Best was in the past, when they were young and the drugs were no more than naughtiness, to give them a lift. They had all played with them, Gustaf too, despite his inherent timidity, fear that he might surrender something of himself. They called heroin “H” or “tuna”, the fish that swims in the body. Erika had turned away from it. She was always the strong one. One of her letters from a long time back ran through his memory. “Don’t take anymore – if you promise, I’ll give it up too. It’s unhealthy! It’s expensive – and you can’t afford it! It’s dangerous, a killer – don’t you realise that, my love? I embrace you from across mountains. We are too far apart from each other.”

That letter gave him courage, or at least resolution. He would take a cure. He went to see Dr Katzenstein in Zurich, who frowned as he prodded him, and sighed, as if to say “Why are you young people so bent on self-destruction. Look outside, at the blue sky and the mountains. Isn’t life beautiful? Isn’t it good?” Perhaps he actually spoke these words, didn’t merely look them. Klaus couldn’t remember if he himself had put them in the mouth of the good doctor who, however, recommended that he go to a sanatorium in Hungary, in a town called – delicious irony – Siesta.

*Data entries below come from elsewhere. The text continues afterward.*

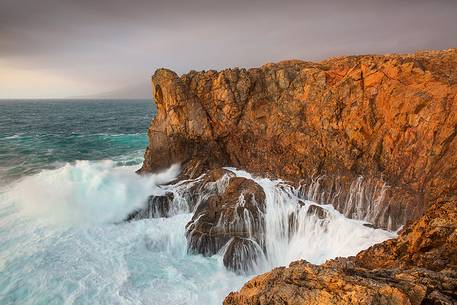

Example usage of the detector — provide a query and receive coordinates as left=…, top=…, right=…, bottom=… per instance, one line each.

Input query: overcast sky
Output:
left=0, top=0, right=457, bottom=98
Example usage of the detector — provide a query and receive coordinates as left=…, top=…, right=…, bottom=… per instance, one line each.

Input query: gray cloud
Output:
left=0, top=0, right=457, bottom=97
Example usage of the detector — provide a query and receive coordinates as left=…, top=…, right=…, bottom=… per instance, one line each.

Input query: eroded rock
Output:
left=186, top=177, right=265, bottom=269
left=125, top=192, right=174, bottom=221
left=142, top=49, right=457, bottom=229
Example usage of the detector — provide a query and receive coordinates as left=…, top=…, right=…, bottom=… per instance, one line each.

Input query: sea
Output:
left=0, top=100, right=395, bottom=305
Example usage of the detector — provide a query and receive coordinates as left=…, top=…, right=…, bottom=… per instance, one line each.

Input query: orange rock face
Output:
left=141, top=49, right=457, bottom=305
left=142, top=49, right=457, bottom=229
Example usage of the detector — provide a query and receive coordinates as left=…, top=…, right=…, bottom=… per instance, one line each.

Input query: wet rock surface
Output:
left=224, top=199, right=457, bottom=305
left=186, top=177, right=265, bottom=270
left=142, top=49, right=457, bottom=229
left=141, top=49, right=457, bottom=305
left=125, top=193, right=174, bottom=221
left=224, top=261, right=457, bottom=305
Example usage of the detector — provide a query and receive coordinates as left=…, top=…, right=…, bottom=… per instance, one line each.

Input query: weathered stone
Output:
left=125, top=193, right=174, bottom=221
left=186, top=177, right=265, bottom=267
left=223, top=237, right=264, bottom=273
left=224, top=261, right=457, bottom=305
left=142, top=49, right=457, bottom=229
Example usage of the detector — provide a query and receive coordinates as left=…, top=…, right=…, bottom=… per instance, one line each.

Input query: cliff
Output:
left=142, top=49, right=457, bottom=229
left=140, top=49, right=457, bottom=305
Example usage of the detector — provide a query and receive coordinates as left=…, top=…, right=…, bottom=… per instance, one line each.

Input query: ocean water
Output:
left=0, top=100, right=395, bottom=305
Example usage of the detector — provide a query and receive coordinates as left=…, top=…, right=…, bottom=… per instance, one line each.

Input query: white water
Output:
left=0, top=161, right=393, bottom=305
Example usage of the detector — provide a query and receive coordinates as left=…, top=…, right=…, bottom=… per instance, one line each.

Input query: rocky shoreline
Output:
left=137, top=49, right=457, bottom=304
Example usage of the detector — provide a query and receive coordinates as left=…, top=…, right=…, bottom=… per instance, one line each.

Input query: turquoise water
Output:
left=0, top=100, right=155, bottom=180
left=0, top=100, right=393, bottom=305
left=0, top=100, right=249, bottom=305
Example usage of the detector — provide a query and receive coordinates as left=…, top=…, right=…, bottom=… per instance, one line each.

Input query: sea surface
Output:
left=0, top=100, right=394, bottom=305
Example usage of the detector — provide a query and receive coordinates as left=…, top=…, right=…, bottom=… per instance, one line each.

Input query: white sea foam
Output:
left=0, top=161, right=393, bottom=305
left=8, top=160, right=179, bottom=224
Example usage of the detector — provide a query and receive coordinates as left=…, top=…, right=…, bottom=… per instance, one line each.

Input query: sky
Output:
left=0, top=0, right=457, bottom=99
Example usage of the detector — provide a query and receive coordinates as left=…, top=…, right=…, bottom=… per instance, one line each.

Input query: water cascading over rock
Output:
left=139, top=49, right=457, bottom=305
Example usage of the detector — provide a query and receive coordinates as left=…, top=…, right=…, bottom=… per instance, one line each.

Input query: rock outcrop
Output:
left=140, top=49, right=457, bottom=305
left=141, top=49, right=457, bottom=229
left=186, top=177, right=265, bottom=272
left=224, top=199, right=457, bottom=305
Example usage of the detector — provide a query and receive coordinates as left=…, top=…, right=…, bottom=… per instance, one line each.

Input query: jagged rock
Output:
left=223, top=237, right=264, bottom=273
left=142, top=49, right=457, bottom=229
left=224, top=261, right=457, bottom=305
left=186, top=177, right=265, bottom=269
left=357, top=198, right=457, bottom=271
left=224, top=198, right=457, bottom=305
left=125, top=192, right=174, bottom=221
left=141, top=49, right=457, bottom=305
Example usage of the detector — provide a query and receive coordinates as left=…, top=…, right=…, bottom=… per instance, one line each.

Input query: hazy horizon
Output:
left=0, top=0, right=457, bottom=99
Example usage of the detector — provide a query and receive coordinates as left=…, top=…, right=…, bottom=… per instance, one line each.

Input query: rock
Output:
left=125, top=192, right=174, bottom=221
left=223, top=237, right=265, bottom=274
left=186, top=177, right=265, bottom=269
left=224, top=261, right=457, bottom=305
left=224, top=198, right=457, bottom=305
left=140, top=49, right=457, bottom=305
left=224, top=261, right=426, bottom=305
left=356, top=197, right=457, bottom=271
left=141, top=49, right=457, bottom=229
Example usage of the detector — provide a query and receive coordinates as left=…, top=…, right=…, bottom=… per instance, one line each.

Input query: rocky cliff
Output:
left=142, top=49, right=457, bottom=229
left=141, top=49, right=457, bottom=304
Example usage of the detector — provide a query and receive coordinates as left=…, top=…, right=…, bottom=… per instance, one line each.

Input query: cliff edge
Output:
left=140, top=49, right=457, bottom=305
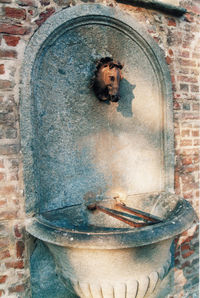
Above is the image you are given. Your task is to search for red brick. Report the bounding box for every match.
[0,23,30,35]
[0,50,17,58]
[4,6,26,20]
[35,7,55,26]
[180,51,190,58]
[0,159,4,169]
[192,103,200,111]
[16,241,25,258]
[180,140,192,146]
[178,76,198,83]
[17,0,37,7]
[181,129,190,137]
[5,260,24,269]
[184,13,194,23]
[0,238,9,249]
[191,85,199,92]
[0,250,10,260]
[167,19,176,27]
[182,157,193,165]
[14,225,22,238]
[0,64,5,74]
[3,35,20,47]
[192,53,200,59]
[0,275,8,284]
[192,130,199,137]
[173,102,181,110]
[185,1,200,15]
[165,56,173,65]
[0,199,7,207]
[194,139,200,146]
[180,84,189,92]
[8,284,25,293]
[182,250,194,259]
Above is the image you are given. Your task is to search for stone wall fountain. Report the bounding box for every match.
[21,4,195,298]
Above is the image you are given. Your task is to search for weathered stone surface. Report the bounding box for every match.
[21,5,173,214]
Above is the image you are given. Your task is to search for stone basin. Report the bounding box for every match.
[27,193,196,298]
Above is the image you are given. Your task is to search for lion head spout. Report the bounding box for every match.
[92,57,123,102]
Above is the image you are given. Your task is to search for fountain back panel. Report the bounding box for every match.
[21,4,194,298]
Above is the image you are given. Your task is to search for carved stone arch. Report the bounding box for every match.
[20,4,174,212]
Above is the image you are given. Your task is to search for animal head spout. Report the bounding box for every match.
[92,57,123,102]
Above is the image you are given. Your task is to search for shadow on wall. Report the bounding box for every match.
[174,225,199,298]
[117,79,136,118]
[30,240,78,298]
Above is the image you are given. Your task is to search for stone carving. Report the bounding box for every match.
[65,254,171,298]
[92,57,123,102]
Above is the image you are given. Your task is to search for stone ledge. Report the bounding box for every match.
[117,0,187,17]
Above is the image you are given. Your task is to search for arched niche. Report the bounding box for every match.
[20,4,174,213]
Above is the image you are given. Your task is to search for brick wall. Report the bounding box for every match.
[0,0,200,297]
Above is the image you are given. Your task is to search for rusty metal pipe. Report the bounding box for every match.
[116,203,162,223]
[87,204,149,228]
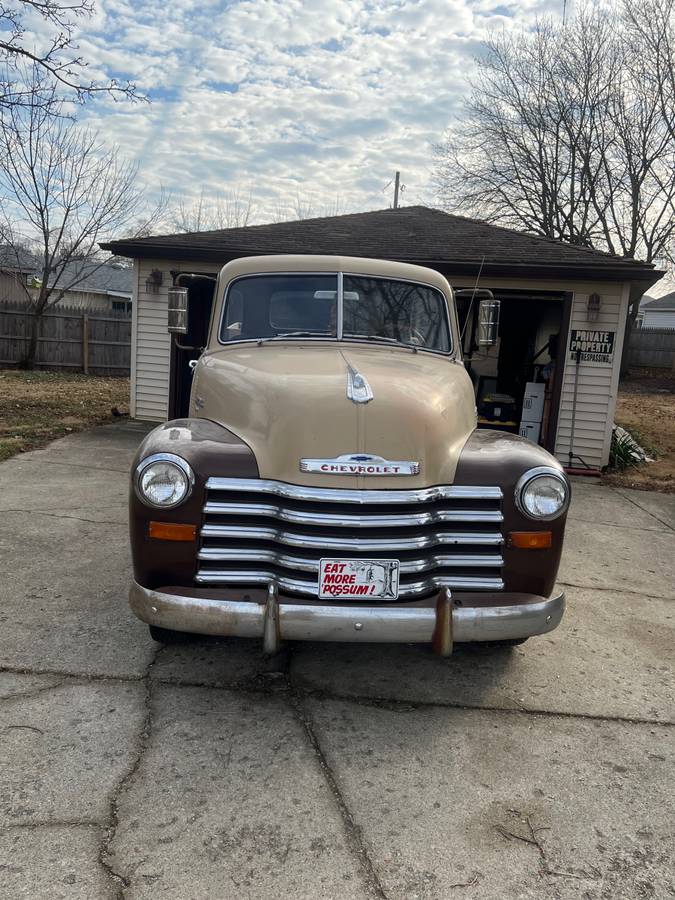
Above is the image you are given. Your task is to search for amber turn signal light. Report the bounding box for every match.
[148,522,197,541]
[509,531,552,550]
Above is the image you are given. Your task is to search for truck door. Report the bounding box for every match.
[169,273,216,419]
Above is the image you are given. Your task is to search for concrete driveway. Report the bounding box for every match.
[0,423,675,900]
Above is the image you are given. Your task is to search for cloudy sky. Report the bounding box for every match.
[56,0,562,222]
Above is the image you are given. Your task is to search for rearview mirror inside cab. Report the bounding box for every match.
[476,297,500,347]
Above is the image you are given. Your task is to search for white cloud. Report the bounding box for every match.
[64,0,550,221]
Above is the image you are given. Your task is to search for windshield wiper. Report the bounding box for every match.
[342,334,411,347]
[258,331,335,344]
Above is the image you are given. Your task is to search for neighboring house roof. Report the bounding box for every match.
[101,206,662,284]
[0,244,39,272]
[0,244,133,297]
[50,262,134,297]
[640,291,675,312]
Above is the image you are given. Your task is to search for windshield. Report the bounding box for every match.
[220,274,450,353]
[342,275,450,353]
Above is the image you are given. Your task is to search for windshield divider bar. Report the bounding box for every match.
[335,272,345,341]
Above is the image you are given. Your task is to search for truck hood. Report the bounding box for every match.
[191,341,476,489]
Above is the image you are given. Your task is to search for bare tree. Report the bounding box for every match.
[435,6,675,261]
[0,74,160,368]
[623,0,675,137]
[0,0,146,109]
[168,185,255,232]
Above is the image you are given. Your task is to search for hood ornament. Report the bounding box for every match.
[300,454,420,477]
[347,364,373,403]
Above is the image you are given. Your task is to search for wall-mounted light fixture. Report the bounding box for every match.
[145,269,164,294]
[586,294,602,322]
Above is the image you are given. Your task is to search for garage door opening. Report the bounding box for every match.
[169,272,216,419]
[457,289,572,452]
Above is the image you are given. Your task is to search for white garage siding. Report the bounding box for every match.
[131,259,174,422]
[555,285,628,468]
[642,308,675,330]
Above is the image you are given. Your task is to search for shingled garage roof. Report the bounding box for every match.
[101,206,661,283]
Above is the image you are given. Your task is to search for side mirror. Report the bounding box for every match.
[167,287,188,334]
[476,297,501,347]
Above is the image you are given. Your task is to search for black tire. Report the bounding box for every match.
[148,625,194,644]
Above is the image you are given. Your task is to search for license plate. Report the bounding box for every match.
[319,559,399,600]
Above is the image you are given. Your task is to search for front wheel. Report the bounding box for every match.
[148,625,194,644]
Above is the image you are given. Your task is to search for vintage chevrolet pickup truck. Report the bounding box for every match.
[130,256,570,655]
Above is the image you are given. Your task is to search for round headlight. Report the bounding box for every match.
[516,466,570,520]
[136,453,194,509]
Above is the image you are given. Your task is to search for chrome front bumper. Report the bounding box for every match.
[129,582,565,656]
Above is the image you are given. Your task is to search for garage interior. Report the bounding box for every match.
[457,289,572,452]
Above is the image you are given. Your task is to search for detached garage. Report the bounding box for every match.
[102,206,663,469]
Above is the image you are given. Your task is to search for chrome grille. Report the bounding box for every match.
[196,478,504,597]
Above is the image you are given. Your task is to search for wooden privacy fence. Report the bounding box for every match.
[0,304,131,376]
[628,328,675,369]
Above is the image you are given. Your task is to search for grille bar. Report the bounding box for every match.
[204,500,504,528]
[201,525,503,553]
[206,478,502,503]
[195,478,504,597]
[195,569,504,597]
[199,547,504,575]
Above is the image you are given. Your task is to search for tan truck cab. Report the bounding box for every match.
[130,256,570,655]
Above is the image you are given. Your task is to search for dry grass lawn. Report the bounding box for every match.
[0,369,129,460]
[604,369,675,494]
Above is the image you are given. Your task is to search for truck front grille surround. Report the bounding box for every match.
[195,478,504,599]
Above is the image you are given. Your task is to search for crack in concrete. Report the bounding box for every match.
[0,679,64,706]
[567,516,661,534]
[294,688,675,728]
[556,581,675,603]
[287,678,389,900]
[615,488,675,531]
[0,509,129,528]
[0,664,675,728]
[0,819,105,832]
[98,647,164,900]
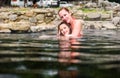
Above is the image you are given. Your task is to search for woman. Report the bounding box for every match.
[58,7,82,37]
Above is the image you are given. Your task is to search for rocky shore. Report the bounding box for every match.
[0,1,120,33]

Klaus assented. The truth was that for the first time in his life he was frightened, really afraid. This was absurd. After all, didn’t he often dream of death, and wasn’t he, by agreeing to go to the sanatorium, running away from what he deep down most desired? Yet there was sufficient reason. It was 1937, and to will death now would be a sort of desertion. Two things gave meaning to his life: writing and the struggle against the Brown Plague, a struggle which, admittedly, he carried on only in words. So, yes, he would check in (as the Americans said) to the sanatorium and force himself to go on living.

But first he had gone to Prague because the Czech President Benes had had the courage to defy the Nazis and offer passports to the entire Mann family, stateless since their German ones had been withdrawn. (Well, not to Erika, who was in no need of one, on account of her mariage blanc to Wystan Auden which made her British. Klaus had first proposed on her behalf to Chris, but he had said no because he saw marriage as a prop of what he called “the heterosexual dictatorship” and in any case his boy-friend Heinz would be hurt and wouldn’t understand. So he “passed the buck” to Wystan who, like the English gentleman he was, consented, even though, unlike Chris, he had never met Erika. Years later, in America, someone asked the Magician who Chris was. “Family pimp,” he replied).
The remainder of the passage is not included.